In a Kan simplicial set $X_\bullet$ we have the lifting property, that is for any $n$-tupel $\left(x_0,\ldots,\hat{x_j},\ldots,x_n \right)$ of $(n-1)$-simplices $x_k \in X_{n-1}$ with $d_i(x_k)=d_{k-1}(x_i)$ for $i < k$ there is a $n$-simplex $y \in X_n$ with $d_k(y)=x_k$ for $k \neq j$. Moreover $x_j:=d_j(y)$ fills in the missing $(n-1)$ simplex in the tupel above.

Now when we keep $x_j:=d_j(y)$ fixed, is $y$ unique?

In other words, is $y$ the only $n$-simplex with $d_k(y)=x_k$ for all $k$ (including $k=j$)?

Or still in other words, is a $n$-simplex uniquely determined by its boundary? (Of course it is NOT uniquely determined by the "horn" $\left(x_0,\ldots,\hat{x_j},\ldots,x_n \right)$)

Answer 1

The answer is "No, it is not unique." As a simple example consider the triangulation of a circle with two vertices and two non-degenerate edges.
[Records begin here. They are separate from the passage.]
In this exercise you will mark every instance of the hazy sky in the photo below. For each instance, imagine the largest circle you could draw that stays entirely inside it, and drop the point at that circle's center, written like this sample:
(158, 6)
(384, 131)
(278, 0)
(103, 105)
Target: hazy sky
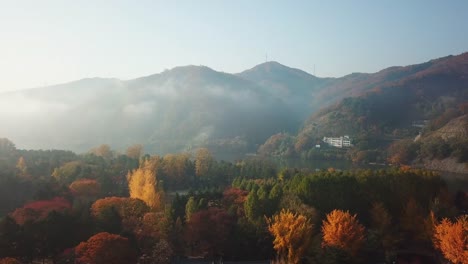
(44, 42)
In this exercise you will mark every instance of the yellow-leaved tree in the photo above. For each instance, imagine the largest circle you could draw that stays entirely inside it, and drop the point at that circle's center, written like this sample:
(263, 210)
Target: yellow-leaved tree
(143, 183)
(452, 239)
(342, 230)
(292, 235)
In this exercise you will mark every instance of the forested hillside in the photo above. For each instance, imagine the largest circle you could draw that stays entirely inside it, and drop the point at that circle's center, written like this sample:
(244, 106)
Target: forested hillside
(381, 109)
(106, 207)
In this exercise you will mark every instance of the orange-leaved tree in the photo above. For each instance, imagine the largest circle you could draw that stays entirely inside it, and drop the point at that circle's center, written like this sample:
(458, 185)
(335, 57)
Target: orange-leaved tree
(143, 183)
(342, 230)
(203, 162)
(292, 235)
(452, 239)
(105, 248)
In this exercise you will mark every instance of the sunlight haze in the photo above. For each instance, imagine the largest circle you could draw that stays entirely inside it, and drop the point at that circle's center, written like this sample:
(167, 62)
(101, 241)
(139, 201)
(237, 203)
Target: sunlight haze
(50, 42)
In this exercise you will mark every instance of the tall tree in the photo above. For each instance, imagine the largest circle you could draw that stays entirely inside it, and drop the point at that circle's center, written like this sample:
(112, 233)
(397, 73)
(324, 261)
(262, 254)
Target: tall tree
(452, 239)
(134, 151)
(105, 248)
(342, 230)
(103, 150)
(203, 162)
(292, 234)
(22, 167)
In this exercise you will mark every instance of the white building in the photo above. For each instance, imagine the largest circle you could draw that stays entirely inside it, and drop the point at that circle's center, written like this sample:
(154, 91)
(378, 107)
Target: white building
(340, 142)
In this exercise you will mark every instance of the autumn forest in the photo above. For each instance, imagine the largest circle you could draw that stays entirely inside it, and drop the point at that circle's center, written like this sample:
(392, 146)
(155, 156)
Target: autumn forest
(109, 207)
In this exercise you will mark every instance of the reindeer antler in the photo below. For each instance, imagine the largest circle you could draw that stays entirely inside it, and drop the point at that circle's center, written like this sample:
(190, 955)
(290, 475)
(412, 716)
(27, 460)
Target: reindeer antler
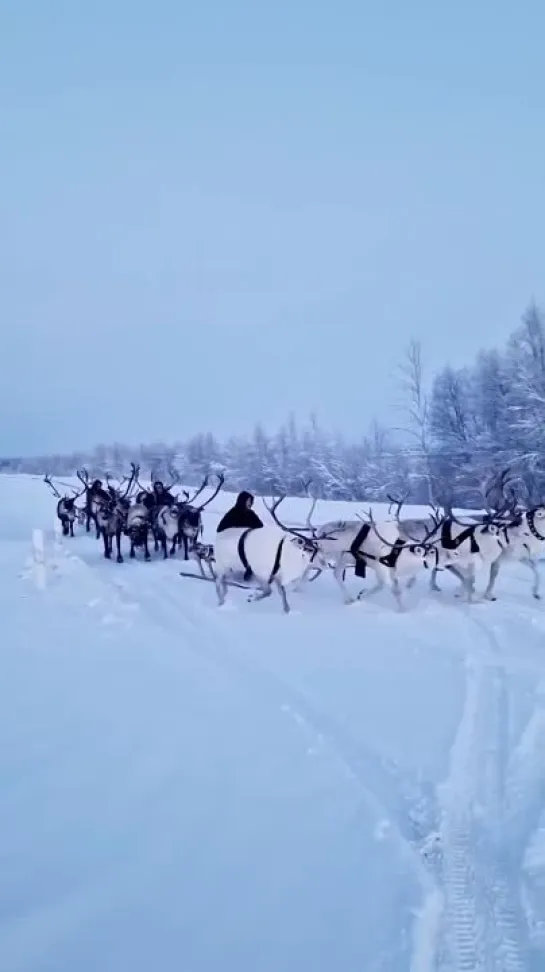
(54, 490)
(203, 486)
(221, 480)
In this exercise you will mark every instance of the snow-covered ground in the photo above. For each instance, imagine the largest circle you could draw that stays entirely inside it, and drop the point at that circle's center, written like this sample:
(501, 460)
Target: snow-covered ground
(182, 789)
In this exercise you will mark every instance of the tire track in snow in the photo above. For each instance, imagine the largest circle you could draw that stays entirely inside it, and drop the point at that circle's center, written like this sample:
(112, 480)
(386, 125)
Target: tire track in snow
(483, 926)
(479, 915)
(378, 781)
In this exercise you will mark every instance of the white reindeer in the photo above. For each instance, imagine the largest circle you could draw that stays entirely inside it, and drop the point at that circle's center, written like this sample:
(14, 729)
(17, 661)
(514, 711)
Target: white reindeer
(460, 546)
(524, 542)
(362, 544)
(277, 557)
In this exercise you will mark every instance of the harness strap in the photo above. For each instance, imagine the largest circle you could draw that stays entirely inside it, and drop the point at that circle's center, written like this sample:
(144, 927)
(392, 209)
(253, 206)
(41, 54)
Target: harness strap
(242, 551)
(278, 556)
(530, 518)
(452, 543)
(358, 540)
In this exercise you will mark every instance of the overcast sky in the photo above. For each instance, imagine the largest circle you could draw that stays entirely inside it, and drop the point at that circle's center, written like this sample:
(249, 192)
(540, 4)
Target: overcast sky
(213, 213)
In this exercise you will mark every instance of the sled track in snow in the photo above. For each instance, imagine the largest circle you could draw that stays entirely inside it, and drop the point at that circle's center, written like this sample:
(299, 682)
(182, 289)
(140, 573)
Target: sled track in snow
(481, 925)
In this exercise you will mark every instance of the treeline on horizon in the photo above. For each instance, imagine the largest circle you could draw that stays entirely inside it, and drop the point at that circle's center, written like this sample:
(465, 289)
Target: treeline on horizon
(461, 426)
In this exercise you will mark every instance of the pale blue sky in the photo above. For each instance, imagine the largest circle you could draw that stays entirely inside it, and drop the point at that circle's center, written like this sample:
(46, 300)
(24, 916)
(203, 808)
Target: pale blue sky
(215, 212)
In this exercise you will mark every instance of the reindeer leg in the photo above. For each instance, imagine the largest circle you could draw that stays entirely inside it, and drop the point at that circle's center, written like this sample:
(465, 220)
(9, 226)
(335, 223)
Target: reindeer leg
(339, 574)
(221, 589)
(468, 583)
(396, 591)
(282, 591)
(494, 571)
(529, 563)
(434, 586)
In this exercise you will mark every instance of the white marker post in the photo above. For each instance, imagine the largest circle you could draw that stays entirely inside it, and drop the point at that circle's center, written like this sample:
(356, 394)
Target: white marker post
(38, 553)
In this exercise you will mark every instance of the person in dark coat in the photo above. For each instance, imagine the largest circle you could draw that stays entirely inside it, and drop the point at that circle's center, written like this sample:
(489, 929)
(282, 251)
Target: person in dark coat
(241, 516)
(161, 496)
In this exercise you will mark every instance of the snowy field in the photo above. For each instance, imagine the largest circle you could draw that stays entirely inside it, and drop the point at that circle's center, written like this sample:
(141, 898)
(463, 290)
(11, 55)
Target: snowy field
(344, 789)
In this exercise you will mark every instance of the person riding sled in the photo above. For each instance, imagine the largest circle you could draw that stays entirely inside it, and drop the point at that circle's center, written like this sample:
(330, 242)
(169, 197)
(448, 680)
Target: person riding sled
(241, 516)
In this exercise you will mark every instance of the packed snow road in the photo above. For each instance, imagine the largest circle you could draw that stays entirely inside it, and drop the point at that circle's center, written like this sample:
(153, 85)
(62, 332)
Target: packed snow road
(346, 788)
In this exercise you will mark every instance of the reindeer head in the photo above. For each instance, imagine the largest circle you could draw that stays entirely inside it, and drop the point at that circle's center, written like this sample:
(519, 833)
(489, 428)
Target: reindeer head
(309, 545)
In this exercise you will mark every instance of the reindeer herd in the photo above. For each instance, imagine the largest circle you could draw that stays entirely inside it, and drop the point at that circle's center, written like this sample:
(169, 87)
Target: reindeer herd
(132, 510)
(281, 556)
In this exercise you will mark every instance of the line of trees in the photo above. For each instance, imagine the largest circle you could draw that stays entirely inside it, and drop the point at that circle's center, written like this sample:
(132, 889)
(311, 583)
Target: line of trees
(458, 428)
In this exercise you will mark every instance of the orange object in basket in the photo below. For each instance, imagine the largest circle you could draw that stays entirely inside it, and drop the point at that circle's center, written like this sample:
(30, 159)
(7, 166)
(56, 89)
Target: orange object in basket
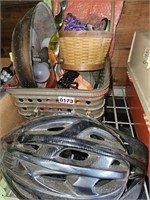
(84, 10)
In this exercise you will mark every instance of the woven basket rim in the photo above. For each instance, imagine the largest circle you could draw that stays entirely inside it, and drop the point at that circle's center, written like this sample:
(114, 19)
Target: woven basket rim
(103, 34)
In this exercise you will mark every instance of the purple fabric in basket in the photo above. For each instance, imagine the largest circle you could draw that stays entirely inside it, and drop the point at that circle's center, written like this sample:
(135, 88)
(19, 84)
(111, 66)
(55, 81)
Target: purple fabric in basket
(72, 23)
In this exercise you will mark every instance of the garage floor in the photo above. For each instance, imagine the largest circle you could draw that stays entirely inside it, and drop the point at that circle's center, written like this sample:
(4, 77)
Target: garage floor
(117, 114)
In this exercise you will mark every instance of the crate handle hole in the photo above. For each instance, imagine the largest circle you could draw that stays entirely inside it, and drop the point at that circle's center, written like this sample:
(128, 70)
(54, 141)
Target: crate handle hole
(88, 102)
(39, 100)
(78, 102)
(30, 100)
(24, 108)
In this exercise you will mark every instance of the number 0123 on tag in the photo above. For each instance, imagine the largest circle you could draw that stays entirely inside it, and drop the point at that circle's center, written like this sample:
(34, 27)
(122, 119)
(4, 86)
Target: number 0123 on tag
(66, 100)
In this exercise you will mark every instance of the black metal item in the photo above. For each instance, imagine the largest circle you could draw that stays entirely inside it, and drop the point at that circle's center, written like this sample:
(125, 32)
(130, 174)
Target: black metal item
(67, 80)
(6, 74)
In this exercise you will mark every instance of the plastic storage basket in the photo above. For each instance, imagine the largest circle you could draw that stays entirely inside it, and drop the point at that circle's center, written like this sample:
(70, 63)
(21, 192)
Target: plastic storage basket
(34, 102)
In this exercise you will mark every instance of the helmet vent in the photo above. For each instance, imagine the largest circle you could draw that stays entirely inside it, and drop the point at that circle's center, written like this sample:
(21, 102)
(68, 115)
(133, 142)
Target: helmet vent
(73, 155)
(57, 177)
(55, 129)
(31, 147)
(115, 162)
(96, 137)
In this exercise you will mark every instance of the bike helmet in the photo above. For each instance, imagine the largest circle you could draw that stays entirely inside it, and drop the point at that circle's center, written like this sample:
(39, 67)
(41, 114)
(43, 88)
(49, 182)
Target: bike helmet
(72, 156)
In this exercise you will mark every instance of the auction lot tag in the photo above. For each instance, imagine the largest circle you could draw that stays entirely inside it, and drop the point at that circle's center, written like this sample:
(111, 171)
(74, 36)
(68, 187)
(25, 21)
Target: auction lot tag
(66, 100)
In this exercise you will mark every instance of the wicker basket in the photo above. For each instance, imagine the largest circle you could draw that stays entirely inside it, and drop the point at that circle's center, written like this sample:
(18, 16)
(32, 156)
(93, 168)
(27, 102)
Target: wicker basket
(34, 102)
(85, 50)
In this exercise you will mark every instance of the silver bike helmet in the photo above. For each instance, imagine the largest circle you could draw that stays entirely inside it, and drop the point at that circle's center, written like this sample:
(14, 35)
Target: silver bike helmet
(71, 156)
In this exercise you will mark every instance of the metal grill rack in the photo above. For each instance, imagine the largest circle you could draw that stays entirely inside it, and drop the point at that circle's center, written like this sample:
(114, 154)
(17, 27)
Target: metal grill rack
(117, 114)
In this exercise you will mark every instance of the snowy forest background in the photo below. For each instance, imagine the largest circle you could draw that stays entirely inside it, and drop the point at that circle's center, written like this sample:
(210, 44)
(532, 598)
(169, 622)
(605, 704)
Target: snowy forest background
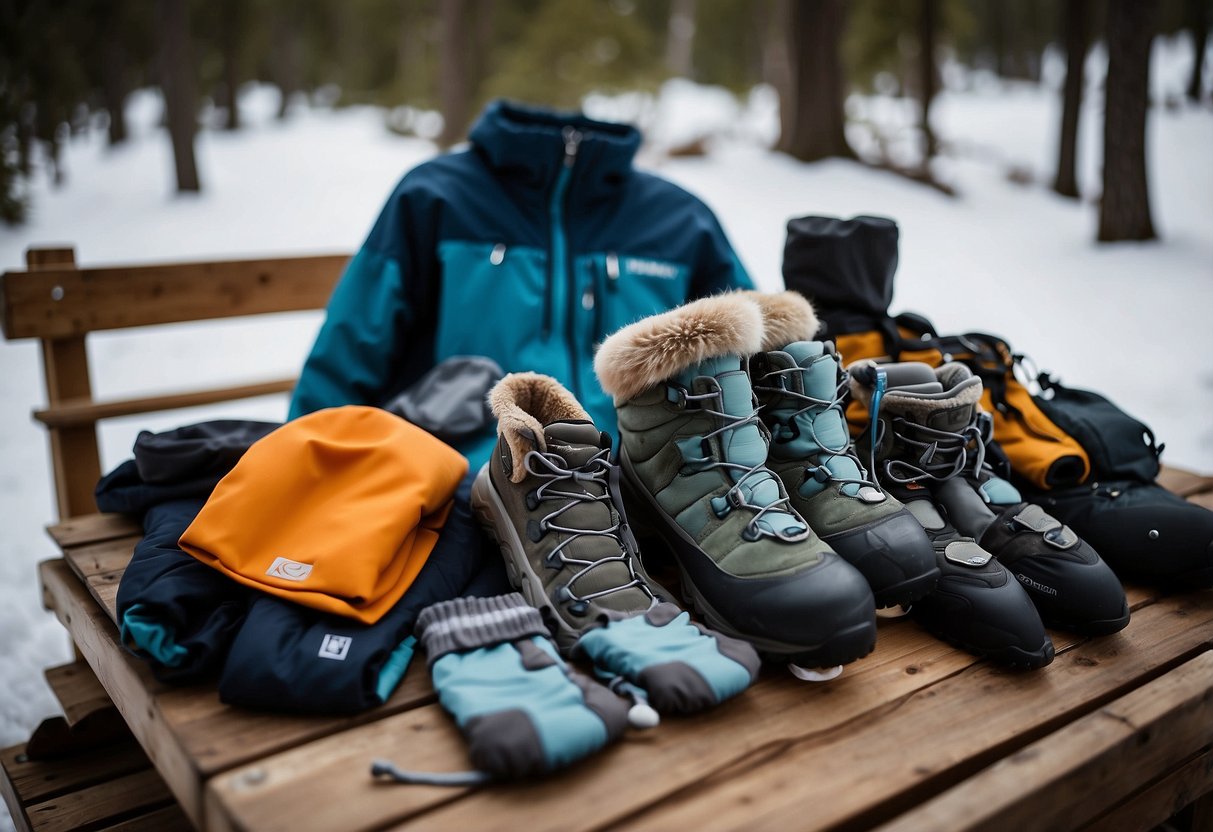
(170, 130)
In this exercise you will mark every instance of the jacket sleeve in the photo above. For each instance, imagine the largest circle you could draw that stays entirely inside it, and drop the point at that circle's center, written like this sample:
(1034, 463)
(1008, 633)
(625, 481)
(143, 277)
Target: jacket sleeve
(718, 268)
(357, 354)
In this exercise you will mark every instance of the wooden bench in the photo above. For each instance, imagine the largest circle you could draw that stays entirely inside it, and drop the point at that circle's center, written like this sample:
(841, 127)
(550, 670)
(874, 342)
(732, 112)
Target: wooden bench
(1115, 734)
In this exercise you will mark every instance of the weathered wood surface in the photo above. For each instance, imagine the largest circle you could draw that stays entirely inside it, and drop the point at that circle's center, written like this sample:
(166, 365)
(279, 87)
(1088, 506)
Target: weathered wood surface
(103, 788)
(74, 412)
(60, 301)
(947, 716)
(1156, 727)
(1150, 805)
(78, 690)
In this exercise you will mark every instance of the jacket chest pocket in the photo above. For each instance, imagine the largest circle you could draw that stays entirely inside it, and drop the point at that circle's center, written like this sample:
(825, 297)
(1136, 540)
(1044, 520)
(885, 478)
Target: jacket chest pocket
(491, 301)
(622, 289)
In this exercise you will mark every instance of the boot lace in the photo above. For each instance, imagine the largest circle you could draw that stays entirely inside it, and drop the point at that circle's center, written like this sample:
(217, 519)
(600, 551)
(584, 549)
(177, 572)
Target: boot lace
(821, 472)
(941, 455)
(735, 495)
(558, 476)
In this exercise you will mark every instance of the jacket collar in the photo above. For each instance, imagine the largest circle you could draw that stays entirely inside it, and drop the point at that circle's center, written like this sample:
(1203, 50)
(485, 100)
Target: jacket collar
(527, 146)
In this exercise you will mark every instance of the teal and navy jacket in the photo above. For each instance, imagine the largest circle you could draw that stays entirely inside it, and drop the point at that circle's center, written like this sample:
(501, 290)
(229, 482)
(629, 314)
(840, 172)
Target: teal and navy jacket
(529, 248)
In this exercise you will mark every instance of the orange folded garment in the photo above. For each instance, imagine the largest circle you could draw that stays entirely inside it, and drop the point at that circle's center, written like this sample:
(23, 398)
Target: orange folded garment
(337, 509)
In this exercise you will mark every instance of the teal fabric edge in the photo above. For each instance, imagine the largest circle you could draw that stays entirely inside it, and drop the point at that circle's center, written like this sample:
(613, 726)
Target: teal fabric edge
(394, 667)
(157, 639)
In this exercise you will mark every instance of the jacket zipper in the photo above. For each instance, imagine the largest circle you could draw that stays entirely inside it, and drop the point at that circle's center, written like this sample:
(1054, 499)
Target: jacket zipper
(558, 260)
(611, 269)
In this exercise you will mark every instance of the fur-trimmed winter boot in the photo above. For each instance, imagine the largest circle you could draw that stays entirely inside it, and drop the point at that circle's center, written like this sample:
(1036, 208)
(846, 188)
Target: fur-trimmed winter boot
(938, 439)
(977, 604)
(693, 452)
(550, 497)
(799, 385)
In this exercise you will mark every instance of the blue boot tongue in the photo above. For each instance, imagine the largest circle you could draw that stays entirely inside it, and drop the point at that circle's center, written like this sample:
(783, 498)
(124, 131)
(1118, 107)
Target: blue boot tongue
(745, 444)
(823, 427)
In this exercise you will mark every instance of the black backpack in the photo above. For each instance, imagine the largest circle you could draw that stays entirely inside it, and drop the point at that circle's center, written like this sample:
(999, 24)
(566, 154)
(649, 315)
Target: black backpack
(1088, 462)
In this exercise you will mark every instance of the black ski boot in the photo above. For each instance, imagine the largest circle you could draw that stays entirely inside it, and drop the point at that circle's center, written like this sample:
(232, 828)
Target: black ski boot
(977, 604)
(934, 419)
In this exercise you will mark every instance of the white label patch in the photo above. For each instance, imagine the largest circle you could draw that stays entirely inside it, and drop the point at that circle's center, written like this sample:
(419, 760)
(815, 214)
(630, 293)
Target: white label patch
(650, 268)
(335, 647)
(289, 570)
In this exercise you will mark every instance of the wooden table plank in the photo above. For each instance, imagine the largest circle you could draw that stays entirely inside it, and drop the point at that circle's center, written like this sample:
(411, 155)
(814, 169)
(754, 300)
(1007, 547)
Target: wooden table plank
(169, 819)
(893, 758)
(905, 660)
(78, 691)
(110, 801)
(34, 781)
(108, 556)
(92, 529)
(187, 731)
(1160, 799)
(1092, 761)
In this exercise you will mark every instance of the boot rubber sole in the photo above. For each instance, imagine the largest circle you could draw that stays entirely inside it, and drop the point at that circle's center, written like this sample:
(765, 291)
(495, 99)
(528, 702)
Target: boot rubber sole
(1007, 656)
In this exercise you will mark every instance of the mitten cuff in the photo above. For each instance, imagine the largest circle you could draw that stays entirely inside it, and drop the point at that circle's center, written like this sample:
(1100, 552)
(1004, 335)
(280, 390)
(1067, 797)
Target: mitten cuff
(467, 624)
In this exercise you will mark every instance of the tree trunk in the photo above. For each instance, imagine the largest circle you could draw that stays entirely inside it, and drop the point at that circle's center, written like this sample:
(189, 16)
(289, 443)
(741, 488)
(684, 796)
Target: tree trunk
(177, 83)
(286, 58)
(1125, 208)
(484, 35)
(229, 38)
(115, 77)
(1199, 15)
(1074, 33)
(812, 112)
(453, 86)
(927, 75)
(681, 38)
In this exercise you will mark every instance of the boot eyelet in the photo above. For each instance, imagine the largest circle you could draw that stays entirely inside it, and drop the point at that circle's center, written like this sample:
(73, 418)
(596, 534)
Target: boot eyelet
(535, 530)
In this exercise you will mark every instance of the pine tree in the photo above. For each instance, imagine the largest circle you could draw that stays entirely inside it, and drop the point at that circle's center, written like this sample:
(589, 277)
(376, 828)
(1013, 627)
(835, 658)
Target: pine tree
(1074, 35)
(812, 113)
(1125, 208)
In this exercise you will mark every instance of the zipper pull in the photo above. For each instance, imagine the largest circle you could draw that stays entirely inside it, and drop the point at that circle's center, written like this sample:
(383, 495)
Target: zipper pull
(611, 268)
(571, 141)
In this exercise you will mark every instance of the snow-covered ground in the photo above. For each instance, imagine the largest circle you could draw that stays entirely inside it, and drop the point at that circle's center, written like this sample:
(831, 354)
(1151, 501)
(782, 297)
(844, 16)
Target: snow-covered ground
(1132, 320)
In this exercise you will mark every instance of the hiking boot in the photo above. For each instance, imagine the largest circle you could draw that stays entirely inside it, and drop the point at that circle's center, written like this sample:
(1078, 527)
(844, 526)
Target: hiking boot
(935, 420)
(799, 385)
(550, 497)
(977, 604)
(693, 452)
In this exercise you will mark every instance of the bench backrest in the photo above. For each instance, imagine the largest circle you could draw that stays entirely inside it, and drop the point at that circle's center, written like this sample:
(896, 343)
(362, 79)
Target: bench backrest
(60, 303)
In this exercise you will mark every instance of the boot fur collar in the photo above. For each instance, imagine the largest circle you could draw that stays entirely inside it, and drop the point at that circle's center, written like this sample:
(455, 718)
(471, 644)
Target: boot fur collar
(653, 349)
(523, 404)
(787, 318)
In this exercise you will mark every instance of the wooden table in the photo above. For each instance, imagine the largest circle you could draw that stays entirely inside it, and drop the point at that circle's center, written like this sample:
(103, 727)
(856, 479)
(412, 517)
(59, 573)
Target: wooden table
(1115, 734)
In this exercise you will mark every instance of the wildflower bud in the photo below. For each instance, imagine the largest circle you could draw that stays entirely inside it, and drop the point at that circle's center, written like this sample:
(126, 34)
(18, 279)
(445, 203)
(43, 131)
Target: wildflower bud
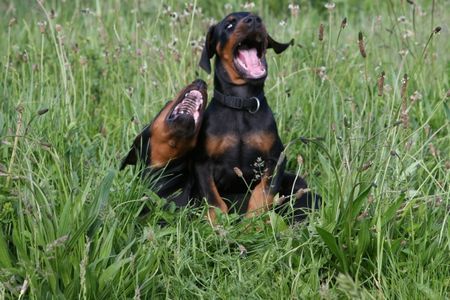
(361, 46)
(330, 5)
(366, 165)
(83, 60)
(238, 172)
(12, 22)
(321, 32)
(437, 29)
(42, 111)
(433, 150)
(344, 23)
(362, 216)
(42, 26)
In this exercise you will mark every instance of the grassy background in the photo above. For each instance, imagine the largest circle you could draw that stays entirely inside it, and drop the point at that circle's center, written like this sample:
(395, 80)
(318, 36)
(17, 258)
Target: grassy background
(69, 220)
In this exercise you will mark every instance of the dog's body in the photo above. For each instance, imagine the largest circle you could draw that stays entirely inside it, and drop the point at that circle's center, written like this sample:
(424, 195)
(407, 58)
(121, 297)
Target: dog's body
(230, 154)
(164, 147)
(239, 151)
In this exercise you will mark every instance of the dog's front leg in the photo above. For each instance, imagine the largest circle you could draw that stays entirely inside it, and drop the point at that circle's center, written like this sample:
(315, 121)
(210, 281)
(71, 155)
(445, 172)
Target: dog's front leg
(262, 197)
(208, 189)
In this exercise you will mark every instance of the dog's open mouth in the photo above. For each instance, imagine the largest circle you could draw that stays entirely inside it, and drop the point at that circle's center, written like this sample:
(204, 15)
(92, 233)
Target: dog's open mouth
(249, 57)
(190, 106)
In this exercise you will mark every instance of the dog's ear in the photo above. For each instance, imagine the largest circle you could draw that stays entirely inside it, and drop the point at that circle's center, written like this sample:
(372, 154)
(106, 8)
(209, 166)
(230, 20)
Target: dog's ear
(208, 50)
(276, 46)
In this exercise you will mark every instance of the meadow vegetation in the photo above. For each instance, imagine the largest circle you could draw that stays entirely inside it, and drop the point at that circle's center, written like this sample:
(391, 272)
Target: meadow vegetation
(362, 98)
You can write down the associated Kan complex. If you fix the two vertices you find more than one edge that fills them.

A more flimsy example: Just take the singular complex of any topological space X that's not a point. If you take a null-homotopic map of S^n into X, there are in general a whole ton of ways to fill in S^n by a disc. It's an easy exercise to translate this argument into the language of filling in a simplex with specified boundary.